Thanks Dan for putting the work in to provide a credible alternative.

Let me add some background for how we came up with these things.  At some point we asked ourselves, what if we had identity and value classes from day 1?  How would that affect the object model?  And we concluded at the time that we probably wouldn't want the identity-indeterminacy of Object, but instead would want something like

    abstract class Object
    class IdentityObject extends Object { }
    abstract class ValueObject extends Object { }

So the {Identity,Value}Object interfaces seemed valuable pedagogically, in that they make the object hierarchy reflect the language division.  At the time, we imagined there might be methods that apply to all value objects, that could live in ValueObject.

A separate factor is that we were taking operations that were previously total (locking, weak refs) and making them partial. This is scary!  So we wanted a way to make these expressible in the static type system.

Unfortunately, the interfaces do not really deliver on either goal, because we can't turn back time.  We still have to deal with `new Object()`, so we can't (yet) make Object abstract. Many signatures will not be changeable from "Object" to "IdentityObject" for reasons of compatibility, unless we make IdentityObject erase to Object (which has its own problems.)  If people use it at all for type bounds, we'll see lots of uses of `Foo<? extends Bar&IdentityObject>`, which will put more pressure on our weak support for intersection types.  And dynamic errors will still happen, because too much of the world was built using signatures that don't express identity-ness. (Kevin will see a parallel to introducing nullness annotations; it might be fine if you build the world that way from scratch, but the transition is painful when you have to interpret an unadorned type as "of unspecified identity-ness.")

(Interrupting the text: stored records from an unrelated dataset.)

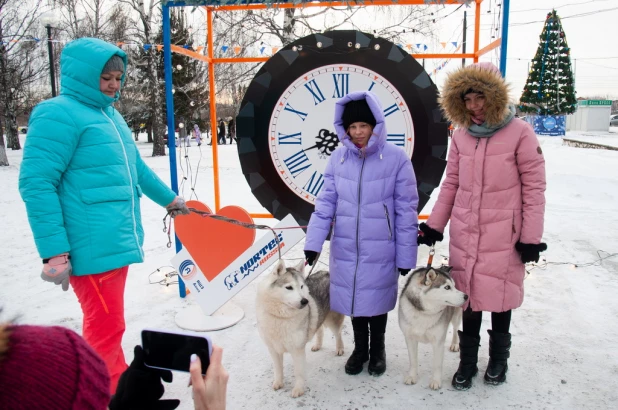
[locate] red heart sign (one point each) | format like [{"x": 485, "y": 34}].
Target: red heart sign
[{"x": 214, "y": 244}]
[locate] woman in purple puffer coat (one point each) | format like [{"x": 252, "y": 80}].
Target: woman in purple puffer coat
[{"x": 370, "y": 194}]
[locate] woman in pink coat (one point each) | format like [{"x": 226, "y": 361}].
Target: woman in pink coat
[{"x": 494, "y": 196}]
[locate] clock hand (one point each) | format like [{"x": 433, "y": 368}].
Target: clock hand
[{"x": 326, "y": 142}]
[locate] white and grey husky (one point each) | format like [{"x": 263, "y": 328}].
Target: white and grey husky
[
  {"x": 291, "y": 308},
  {"x": 429, "y": 301}
]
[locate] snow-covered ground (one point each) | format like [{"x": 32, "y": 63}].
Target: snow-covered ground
[
  {"x": 596, "y": 137},
  {"x": 563, "y": 336}
]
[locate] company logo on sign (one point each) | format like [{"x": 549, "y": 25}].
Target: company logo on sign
[
  {"x": 253, "y": 263},
  {"x": 188, "y": 269}
]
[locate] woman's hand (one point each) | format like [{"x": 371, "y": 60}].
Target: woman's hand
[
  {"x": 210, "y": 391},
  {"x": 427, "y": 235},
  {"x": 177, "y": 207}
]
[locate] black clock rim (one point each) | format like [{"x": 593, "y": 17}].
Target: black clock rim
[{"x": 387, "y": 61}]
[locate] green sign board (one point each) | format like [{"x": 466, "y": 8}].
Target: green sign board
[{"x": 595, "y": 102}]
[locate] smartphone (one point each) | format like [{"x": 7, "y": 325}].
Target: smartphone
[{"x": 172, "y": 350}]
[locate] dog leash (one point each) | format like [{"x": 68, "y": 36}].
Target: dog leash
[{"x": 432, "y": 251}]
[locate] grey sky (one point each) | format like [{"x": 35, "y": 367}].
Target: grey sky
[{"x": 590, "y": 35}]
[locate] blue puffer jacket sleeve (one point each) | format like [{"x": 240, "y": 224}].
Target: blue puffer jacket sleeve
[
  {"x": 322, "y": 216},
  {"x": 152, "y": 186},
  {"x": 406, "y": 218},
  {"x": 52, "y": 139}
]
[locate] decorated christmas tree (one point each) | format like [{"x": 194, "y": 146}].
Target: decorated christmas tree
[{"x": 550, "y": 89}]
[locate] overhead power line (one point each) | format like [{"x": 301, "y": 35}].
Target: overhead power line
[{"x": 586, "y": 14}]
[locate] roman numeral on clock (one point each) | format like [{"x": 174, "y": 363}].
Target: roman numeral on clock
[
  {"x": 342, "y": 85},
  {"x": 292, "y": 139},
  {"x": 397, "y": 139},
  {"x": 393, "y": 108},
  {"x": 314, "y": 184},
  {"x": 297, "y": 163},
  {"x": 315, "y": 91},
  {"x": 301, "y": 114}
]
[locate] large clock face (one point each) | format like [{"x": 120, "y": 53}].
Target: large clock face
[
  {"x": 285, "y": 125},
  {"x": 301, "y": 130}
]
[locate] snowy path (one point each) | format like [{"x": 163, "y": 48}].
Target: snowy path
[{"x": 563, "y": 336}]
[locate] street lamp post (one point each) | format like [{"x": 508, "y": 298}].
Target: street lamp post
[{"x": 48, "y": 19}]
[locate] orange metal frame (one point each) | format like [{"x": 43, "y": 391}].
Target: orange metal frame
[{"x": 211, "y": 60}]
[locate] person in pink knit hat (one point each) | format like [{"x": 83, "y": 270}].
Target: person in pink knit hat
[
  {"x": 49, "y": 368},
  {"x": 494, "y": 196}
]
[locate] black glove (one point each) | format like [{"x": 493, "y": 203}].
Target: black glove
[
  {"x": 140, "y": 387},
  {"x": 428, "y": 236},
  {"x": 530, "y": 252},
  {"x": 310, "y": 257}
]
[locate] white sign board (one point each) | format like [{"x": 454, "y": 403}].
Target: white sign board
[{"x": 255, "y": 260}]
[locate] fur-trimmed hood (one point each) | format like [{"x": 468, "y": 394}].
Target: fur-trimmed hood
[{"x": 484, "y": 77}]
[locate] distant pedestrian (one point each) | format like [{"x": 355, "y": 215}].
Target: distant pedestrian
[
  {"x": 231, "y": 127},
  {"x": 183, "y": 136},
  {"x": 221, "y": 134},
  {"x": 197, "y": 134}
]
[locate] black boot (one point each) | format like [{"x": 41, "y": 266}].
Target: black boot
[
  {"x": 499, "y": 352},
  {"x": 468, "y": 357},
  {"x": 360, "y": 355},
  {"x": 377, "y": 355}
]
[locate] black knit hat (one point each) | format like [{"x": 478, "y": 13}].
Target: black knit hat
[
  {"x": 116, "y": 63},
  {"x": 357, "y": 111}
]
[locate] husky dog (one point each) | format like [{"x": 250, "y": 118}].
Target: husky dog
[
  {"x": 291, "y": 308},
  {"x": 429, "y": 301}
]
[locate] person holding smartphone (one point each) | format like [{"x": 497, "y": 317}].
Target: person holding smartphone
[
  {"x": 209, "y": 391},
  {"x": 82, "y": 179}
]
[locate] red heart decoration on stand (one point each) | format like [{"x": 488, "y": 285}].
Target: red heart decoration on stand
[{"x": 214, "y": 244}]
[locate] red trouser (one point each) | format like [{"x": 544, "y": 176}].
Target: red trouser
[{"x": 102, "y": 299}]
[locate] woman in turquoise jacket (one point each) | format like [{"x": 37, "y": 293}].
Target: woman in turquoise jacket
[{"x": 82, "y": 179}]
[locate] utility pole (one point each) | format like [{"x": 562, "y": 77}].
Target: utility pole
[
  {"x": 463, "y": 60},
  {"x": 50, "y": 53}
]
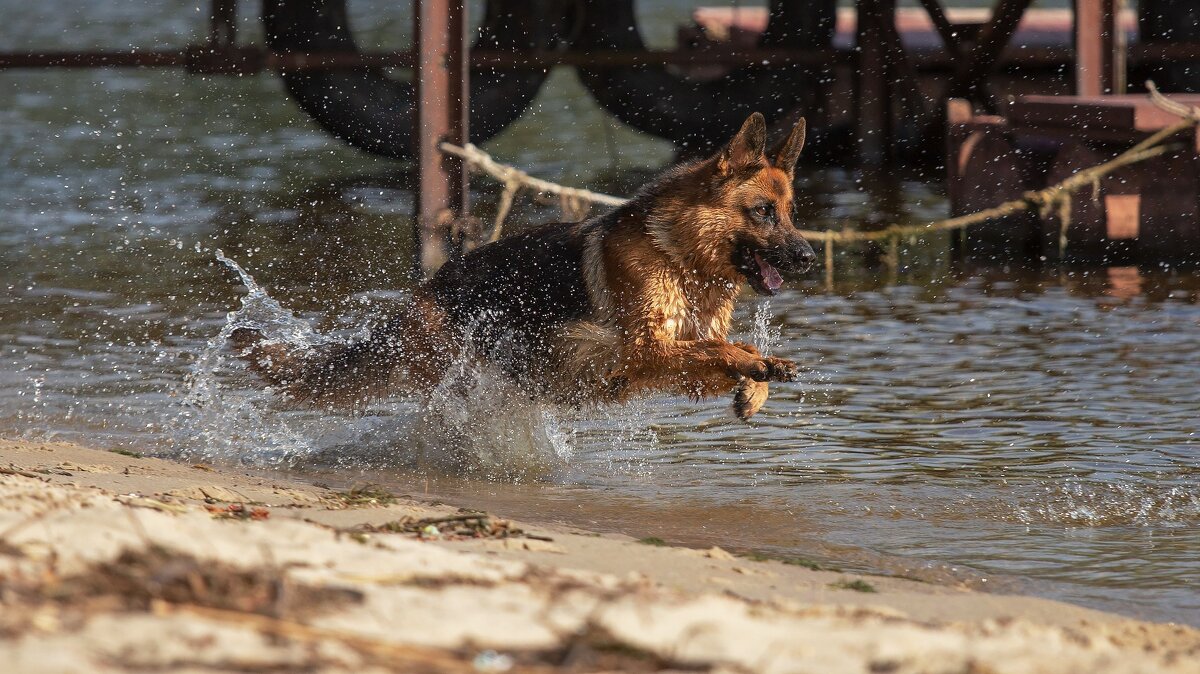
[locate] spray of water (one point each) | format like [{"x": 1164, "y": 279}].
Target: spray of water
[{"x": 477, "y": 421}]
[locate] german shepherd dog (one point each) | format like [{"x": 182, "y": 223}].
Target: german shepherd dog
[{"x": 630, "y": 302}]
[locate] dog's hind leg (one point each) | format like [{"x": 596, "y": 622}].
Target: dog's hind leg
[{"x": 409, "y": 353}]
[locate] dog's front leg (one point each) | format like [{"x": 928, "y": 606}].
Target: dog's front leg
[{"x": 699, "y": 368}]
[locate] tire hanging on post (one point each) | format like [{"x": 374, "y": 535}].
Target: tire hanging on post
[
  {"x": 697, "y": 114},
  {"x": 372, "y": 112}
]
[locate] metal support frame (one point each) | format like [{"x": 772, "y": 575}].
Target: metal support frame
[
  {"x": 1099, "y": 48},
  {"x": 442, "y": 106},
  {"x": 874, "y": 90}
]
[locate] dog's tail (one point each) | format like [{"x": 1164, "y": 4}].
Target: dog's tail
[{"x": 401, "y": 355}]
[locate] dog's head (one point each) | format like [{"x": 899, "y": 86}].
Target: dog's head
[{"x": 754, "y": 192}]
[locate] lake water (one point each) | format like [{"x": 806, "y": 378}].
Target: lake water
[{"x": 1009, "y": 429}]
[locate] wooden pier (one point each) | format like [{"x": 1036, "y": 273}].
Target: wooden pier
[{"x": 893, "y": 71}]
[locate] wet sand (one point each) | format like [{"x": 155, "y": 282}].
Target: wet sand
[{"x": 113, "y": 563}]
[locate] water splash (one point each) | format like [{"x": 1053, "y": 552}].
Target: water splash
[
  {"x": 763, "y": 335},
  {"x": 477, "y": 421},
  {"x": 1083, "y": 503}
]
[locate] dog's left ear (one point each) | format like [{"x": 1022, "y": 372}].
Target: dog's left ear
[
  {"x": 790, "y": 149},
  {"x": 745, "y": 149}
]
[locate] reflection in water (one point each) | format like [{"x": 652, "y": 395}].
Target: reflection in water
[{"x": 1032, "y": 428}]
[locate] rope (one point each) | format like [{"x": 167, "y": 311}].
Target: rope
[{"x": 1054, "y": 199}]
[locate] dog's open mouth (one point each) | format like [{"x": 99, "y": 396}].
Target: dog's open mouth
[{"x": 763, "y": 277}]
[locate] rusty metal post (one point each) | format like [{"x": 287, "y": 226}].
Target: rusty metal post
[
  {"x": 442, "y": 104},
  {"x": 874, "y": 90},
  {"x": 1099, "y": 48},
  {"x": 223, "y": 24}
]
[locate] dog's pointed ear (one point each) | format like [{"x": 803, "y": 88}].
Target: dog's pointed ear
[
  {"x": 790, "y": 149},
  {"x": 745, "y": 149}
]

Several years on, we're still leaning on the same few motivating examples -- capturing things like "I might lock this" in the type system.  That we haven't come up with more killer examples is notable.  And I grow increasingly skeptical of the value of the locking example, both because this is not how concurrent code is written, and because we *still* have to deal with the risk of dynamic errors because most of the world's code has not been (and will not be) written to use IdentityObject throughout.


As Dan points out, the main thing we give up by backing off from these interfaces is the static typing; we don't get to use `IdentityObject` as a parameter type, return type, or type bound.  And the only reason we've come up with so far to want that is a pretty lame one -- locking.

From a language design perspective, I find that you declare a class with `value class`, but you express the subclassing constraint with `extends IdentityObject`, to be pretty leaky.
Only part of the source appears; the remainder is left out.